For most of human history, the value of a solution came partly from its generalisability. A better technique for preserving food, a more reliable way to navigate, a more effective teaching method — these things spread because they worked for more than one person. Shared solutions accumulated into shared knowledge.
AI is quietly disrupting that logic. It is now possible — and increasingly easy — to build something that addresses your problem exactly: your language, your constraint, your particular set of circumstances. The barrier between having a problem and having a working solution has collapsed for millions of people who previously had no access to that kind of tailored response.
This is genuinely remarkable. But it raises a question that we think is worth sitting with: what happens to collective understanding when solutions become hyper-personal? When a nurse builds a tool for her specific patient cohort and never shares it. When a farmer trains a model on his specific land and takes that knowledge with him. When the gap between problem and solution closes — but closes privately.
Cototyping starts from the assumption that both the gains and the losses here are real, and that understanding them requires documentation. We're building an archive of personal-scale AI solutions — not to celebrate them uncritically, but to ask what they reveal about human need, problem-solving, and the relationship between individual ingenuity and collective knowledge.

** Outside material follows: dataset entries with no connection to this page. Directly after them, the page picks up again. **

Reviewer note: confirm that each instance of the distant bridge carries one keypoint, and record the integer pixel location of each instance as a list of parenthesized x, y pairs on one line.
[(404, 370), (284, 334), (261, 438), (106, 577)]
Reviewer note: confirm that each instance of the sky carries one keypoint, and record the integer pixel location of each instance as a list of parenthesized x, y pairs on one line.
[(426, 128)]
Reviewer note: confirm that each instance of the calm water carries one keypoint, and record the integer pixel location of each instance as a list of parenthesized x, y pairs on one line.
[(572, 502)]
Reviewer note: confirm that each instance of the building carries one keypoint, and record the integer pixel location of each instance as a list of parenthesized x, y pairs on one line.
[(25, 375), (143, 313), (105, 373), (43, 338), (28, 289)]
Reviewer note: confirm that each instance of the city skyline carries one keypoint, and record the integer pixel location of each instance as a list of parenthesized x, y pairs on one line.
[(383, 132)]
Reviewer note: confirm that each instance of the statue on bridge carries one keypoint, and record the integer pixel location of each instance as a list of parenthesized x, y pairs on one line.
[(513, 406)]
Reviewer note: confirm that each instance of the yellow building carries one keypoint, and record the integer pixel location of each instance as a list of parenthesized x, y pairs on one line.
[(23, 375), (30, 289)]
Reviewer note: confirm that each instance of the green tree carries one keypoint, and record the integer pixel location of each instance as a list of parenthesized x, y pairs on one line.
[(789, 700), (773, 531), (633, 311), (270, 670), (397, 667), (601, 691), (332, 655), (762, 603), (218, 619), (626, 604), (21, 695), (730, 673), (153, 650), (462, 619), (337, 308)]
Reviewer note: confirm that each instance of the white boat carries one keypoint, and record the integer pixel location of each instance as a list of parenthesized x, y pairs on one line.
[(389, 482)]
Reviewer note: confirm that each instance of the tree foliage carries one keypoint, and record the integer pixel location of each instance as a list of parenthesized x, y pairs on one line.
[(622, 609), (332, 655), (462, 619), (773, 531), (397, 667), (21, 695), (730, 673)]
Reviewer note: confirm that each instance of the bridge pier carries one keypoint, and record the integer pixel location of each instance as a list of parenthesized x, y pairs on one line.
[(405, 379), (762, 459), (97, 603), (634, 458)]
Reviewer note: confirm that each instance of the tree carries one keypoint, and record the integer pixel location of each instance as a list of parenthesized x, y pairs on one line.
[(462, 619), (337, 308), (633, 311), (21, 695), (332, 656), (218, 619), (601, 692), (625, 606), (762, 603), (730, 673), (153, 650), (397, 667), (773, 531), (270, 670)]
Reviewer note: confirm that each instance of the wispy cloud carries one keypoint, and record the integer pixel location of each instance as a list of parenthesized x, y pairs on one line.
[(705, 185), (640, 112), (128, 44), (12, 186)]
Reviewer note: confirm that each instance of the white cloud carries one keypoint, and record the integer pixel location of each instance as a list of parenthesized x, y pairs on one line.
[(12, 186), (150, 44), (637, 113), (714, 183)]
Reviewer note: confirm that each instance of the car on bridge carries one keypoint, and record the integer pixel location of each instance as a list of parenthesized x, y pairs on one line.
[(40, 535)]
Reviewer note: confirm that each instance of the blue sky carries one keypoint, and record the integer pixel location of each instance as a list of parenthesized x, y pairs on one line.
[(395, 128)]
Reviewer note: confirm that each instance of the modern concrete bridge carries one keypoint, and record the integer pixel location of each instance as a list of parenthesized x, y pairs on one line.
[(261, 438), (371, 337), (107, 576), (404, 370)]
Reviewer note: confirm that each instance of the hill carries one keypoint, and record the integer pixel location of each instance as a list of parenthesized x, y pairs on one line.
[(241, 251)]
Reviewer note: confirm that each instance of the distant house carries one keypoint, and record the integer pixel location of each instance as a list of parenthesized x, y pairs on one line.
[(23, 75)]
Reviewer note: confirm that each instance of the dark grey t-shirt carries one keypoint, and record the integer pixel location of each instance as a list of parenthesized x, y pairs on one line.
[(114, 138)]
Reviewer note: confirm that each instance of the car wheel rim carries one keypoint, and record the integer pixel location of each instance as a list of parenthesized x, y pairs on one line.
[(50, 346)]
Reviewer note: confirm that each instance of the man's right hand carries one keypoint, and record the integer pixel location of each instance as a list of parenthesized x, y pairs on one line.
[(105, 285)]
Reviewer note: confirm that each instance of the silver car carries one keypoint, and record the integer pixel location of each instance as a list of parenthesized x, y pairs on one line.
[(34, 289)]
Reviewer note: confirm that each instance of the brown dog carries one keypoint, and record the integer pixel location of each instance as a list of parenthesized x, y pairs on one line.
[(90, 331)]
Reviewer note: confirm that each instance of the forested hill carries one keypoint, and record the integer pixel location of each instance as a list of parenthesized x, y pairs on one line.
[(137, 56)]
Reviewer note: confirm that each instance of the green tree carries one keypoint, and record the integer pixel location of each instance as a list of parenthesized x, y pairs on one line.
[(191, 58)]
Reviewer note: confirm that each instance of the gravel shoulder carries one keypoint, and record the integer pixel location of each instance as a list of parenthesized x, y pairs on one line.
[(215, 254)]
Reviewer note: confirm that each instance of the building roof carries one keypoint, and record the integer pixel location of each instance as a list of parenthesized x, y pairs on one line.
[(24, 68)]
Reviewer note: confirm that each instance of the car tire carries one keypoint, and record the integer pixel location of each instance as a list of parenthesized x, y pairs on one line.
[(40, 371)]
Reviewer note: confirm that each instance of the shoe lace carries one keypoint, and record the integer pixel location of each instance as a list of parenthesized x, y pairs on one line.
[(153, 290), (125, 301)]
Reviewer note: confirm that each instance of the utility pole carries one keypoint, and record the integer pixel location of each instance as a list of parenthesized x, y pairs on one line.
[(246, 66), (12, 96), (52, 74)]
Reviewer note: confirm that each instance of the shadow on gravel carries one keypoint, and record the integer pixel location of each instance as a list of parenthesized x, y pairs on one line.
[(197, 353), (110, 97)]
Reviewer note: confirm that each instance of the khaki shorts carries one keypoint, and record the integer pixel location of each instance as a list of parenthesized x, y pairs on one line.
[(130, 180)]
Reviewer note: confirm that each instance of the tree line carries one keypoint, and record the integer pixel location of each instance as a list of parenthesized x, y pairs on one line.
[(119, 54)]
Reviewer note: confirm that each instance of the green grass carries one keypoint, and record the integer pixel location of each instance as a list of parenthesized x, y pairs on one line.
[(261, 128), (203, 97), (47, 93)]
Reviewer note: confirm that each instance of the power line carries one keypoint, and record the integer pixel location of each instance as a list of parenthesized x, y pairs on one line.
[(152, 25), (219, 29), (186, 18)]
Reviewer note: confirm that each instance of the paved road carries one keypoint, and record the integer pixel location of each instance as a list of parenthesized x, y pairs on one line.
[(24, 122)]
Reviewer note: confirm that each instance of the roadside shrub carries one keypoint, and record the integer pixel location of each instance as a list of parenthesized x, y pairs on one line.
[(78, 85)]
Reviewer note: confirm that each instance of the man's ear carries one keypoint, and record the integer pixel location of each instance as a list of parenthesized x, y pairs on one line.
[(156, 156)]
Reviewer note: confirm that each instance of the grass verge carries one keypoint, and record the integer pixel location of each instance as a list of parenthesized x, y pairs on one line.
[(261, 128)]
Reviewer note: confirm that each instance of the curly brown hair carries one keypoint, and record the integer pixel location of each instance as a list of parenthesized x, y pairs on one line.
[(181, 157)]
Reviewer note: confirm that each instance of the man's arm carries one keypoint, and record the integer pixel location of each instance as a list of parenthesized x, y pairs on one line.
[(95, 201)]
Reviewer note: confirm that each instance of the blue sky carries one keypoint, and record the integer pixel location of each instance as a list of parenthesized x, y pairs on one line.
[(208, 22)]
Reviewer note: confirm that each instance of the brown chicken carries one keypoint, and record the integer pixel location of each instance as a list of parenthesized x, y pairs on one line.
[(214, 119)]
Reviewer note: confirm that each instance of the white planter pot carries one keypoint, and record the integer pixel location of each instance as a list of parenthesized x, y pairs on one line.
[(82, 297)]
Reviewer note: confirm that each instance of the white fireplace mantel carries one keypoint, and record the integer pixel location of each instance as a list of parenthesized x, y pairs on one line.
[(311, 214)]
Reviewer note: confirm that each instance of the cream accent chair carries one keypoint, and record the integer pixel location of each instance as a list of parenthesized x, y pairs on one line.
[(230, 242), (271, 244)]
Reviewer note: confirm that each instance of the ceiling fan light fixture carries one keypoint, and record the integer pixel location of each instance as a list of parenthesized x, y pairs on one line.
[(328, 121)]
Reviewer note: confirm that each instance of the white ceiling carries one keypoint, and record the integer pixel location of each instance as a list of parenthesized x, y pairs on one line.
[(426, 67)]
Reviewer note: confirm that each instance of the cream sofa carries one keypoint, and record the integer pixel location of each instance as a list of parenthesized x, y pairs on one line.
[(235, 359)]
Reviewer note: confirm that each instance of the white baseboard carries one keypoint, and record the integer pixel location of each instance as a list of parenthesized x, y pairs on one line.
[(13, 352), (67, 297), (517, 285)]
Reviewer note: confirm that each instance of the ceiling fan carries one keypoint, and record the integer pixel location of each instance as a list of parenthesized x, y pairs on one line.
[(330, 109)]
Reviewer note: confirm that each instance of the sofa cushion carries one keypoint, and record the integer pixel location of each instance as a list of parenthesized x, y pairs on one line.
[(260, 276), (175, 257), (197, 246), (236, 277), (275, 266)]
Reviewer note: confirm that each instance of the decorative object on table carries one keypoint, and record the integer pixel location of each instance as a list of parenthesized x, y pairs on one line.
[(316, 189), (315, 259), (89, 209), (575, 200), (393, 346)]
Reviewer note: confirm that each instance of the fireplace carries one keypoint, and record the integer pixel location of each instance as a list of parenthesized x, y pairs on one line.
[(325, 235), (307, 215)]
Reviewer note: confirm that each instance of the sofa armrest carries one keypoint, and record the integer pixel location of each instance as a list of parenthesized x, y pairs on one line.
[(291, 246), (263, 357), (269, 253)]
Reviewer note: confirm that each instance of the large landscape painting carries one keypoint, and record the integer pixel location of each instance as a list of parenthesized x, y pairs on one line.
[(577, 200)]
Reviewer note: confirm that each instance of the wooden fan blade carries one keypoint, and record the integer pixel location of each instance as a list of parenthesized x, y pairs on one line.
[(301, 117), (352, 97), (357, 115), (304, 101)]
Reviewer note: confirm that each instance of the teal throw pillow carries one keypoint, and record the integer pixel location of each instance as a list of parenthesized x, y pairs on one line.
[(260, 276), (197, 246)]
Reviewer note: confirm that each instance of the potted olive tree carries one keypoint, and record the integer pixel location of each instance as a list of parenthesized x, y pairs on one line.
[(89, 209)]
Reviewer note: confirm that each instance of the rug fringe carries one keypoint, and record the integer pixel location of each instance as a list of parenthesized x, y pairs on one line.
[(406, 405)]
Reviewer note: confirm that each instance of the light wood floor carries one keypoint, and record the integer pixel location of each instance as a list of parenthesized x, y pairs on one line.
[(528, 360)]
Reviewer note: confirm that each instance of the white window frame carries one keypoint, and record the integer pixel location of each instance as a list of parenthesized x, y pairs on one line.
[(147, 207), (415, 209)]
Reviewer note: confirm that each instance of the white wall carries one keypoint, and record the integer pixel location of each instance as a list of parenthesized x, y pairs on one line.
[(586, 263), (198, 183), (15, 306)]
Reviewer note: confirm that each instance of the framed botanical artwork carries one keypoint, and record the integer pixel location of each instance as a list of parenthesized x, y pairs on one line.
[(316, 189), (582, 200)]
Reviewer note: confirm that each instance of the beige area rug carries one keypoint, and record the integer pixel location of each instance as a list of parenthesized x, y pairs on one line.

When solutions are built for one, the knowledge they represent tends not to travel.
Hyper-personal solutions reveal something that generalised ones obscure.
As this community grows, so does the value of what it collectively documents. We take that seriously — and we've made specific commitments about how it's used.
You own what you share. We will never sell individual submissions or personal data to third parties.
Any research or analysis derived from this archive will be published freely — not behind a paywall or used commercially without community consent.
Submissions can be shared publicly, anonymously, or kept private for research purposes only. Granular controls, always.
As patterns emerge from the data, we'll publish what we find and invite the community into how we interpret it — not present conclusions without context.
A single submission tells you about one person's problem. A thousand submissions, structured the same way, start to show you something else: the shape of need that formal systems don't reach.
That's what we're building toward. Not a showcase. Not a marketplace. An archive — rigorous enough to be useful to researchers and policy-makers, human enough to be worth reading for its own sake.
The Alexandrian structure we use for submissions isn't accidental. Christopher Alexander's insight was that patterns become legible only when you document both the problem and the solution — the forces in tension, not just the resolution. We think the same is true here.